Maayan Slama said she came to the square to pay her last respects and to make it clear to the world that “we can’t take it anymore.”
“Today made the hard truth even sharper: There is no more time,” she said. “They went in there alive and came out dead.”
Shiri Molot said today was a “microcosm of all the grief that has happened until now.”
“I’m not mourning only these four. They echo out to everything else in this whole insane situation — the rest of the hostages, the civilians killed, the soldiers killed, the evacuees, all of it.”
Chen called out Jewish leaders and organizations, including the Conference of Presidents of Major American Jewish Organizations, which is in the midst of a leadership mission to Israel, as well as the pro-Israel lobby AIPAC, for what he called their insufficient efforts on behalf of the hostages.
“How much do we hear their voices?” he said. “It’s not enough to say, ‘Oh, we give money.’”
Chen said that if there was one figure the hostage families could look to for intervention, it was President Donald Trump. He said that sentiment did not “reflect well on the Israeli government.” And he added that Hamas seems to see the abduction of U.S. citizens as a strategic advantage rather than a deterrent.
“Hamas viewed them as an asset, not a liability,” Chen said. “Knowing that terrorist organizations can leverage hostage-taking should be very concerning for any US citizen traveling abroad.”
Some people in the square felt that the day’s tragic news also offered a measure of closure.
“I guess at least now we know,” said Nataly Peleg. “I think it would have been so much worse if we would have remained in limbo. I would never be able to stop thinking about them, wondering if they were alive or dead, or maybe that Shiri was dead and the boys were being raised as Muslims. The questions could have haunted us forever.”
A few minutes’ walk away, in front of the Tel Aviv military headquarters known as the Kirya, a very different scene unfolded, where protesters chanted slogans such as “All of us are hostages, don’t kill us,” to the beat of drums.

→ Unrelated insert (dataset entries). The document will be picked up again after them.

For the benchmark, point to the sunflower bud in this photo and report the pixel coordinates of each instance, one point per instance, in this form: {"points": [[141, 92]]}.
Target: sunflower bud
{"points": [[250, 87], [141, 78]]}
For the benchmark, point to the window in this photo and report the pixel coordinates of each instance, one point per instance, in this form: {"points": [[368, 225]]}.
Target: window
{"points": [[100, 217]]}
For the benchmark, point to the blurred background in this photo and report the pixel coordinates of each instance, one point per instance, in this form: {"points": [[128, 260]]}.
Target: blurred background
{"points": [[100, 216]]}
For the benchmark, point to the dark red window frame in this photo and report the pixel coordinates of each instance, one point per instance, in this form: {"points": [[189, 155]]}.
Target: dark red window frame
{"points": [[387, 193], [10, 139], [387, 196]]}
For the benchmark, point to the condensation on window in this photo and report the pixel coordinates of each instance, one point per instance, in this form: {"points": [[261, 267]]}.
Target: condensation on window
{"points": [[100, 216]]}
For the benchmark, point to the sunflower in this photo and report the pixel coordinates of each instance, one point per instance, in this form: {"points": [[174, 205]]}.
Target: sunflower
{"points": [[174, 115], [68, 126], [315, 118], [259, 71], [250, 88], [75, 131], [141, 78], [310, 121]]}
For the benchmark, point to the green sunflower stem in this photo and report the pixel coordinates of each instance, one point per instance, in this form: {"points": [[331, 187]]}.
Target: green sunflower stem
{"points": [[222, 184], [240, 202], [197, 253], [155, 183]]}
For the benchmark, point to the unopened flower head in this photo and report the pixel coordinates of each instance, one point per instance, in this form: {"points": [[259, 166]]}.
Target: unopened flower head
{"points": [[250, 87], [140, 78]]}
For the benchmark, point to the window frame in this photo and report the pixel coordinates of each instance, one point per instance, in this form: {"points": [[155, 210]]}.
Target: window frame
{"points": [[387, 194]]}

Or Baruch, one of the protesters, held a sign featuring an image of Israeli hostage Hisham al-Sayed with a yellow ribbon and the number 3,604, representing the number of days al-Sayed has been in Hamas captivity since entering Gaza of his own accord in 2015. Al-Sayed is scheduled to be released on Saturday along with five other living hostages.
Baruch said it was more important for him to be at the Kirya protesting than around the corner mourning.
“This is where I can have the most influence,” he said. “People see that we’re not giving up the fight.”